Lehuauakea
Lehuauakea is a māhū Native Hawaiian interdisciplinary artist and kapa maker from Pāpaʻikou on Moku O Keawe, the Big Island of Hawaiʻi. Lehua’s Kānaka Maoli family descends from several lineages connected to Maui, Kauaʻi, Kohala, and Hāmākua where their family resides to this day.
Through a range of traditional Kanaka Maoli craft-based media, their art serves as a means of exploring cultural and biological ecologies, Indigenous identity, and contemporary environmental degradation. With a particular focus on the labor-intensive making of ʻohe kāpala (carved bamboo printing tools), kapa (bark cloth), and natural pigments, Lehua is able to breathe new life into patterns and traditions practiced for generations. Through these acts of resilience that help forge deeper relationships with ʻāina, this mode of Indigenous storytelling is carried well into the future.

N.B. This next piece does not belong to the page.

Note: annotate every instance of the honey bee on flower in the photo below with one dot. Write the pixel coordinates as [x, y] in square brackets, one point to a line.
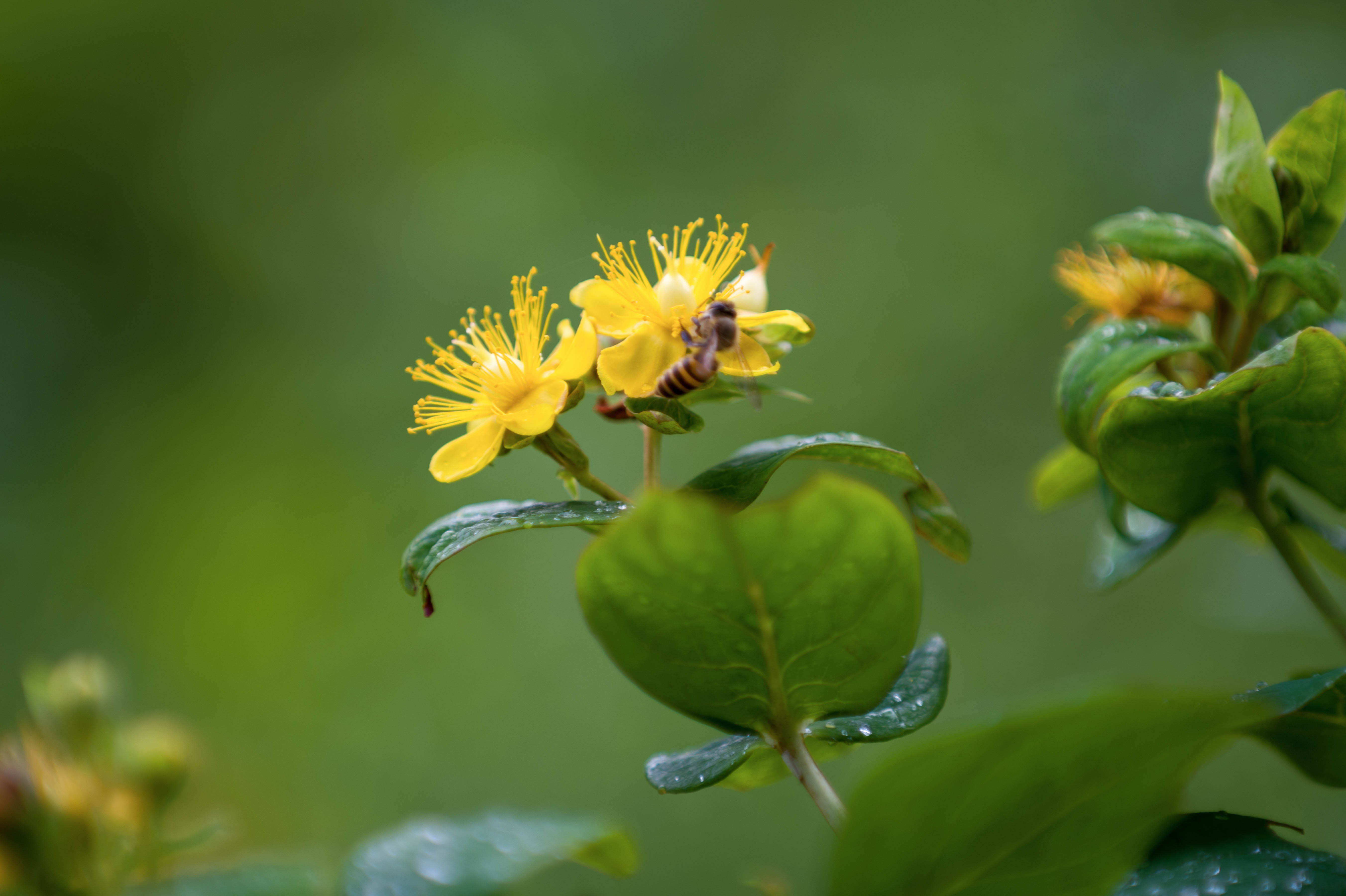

They have participated in several solo and group shows around the Pacific Ocean, and recently opened their first curatorial research project, DISplace, at the Five Oaks Museum in Portland, Oregon. The artist is currently based between New Mexico and Pāpaʻikou after earning their Bachelor of Fine Arts degree in Painting with a minor in Art + Ecology at Pacific Northwest College of Art.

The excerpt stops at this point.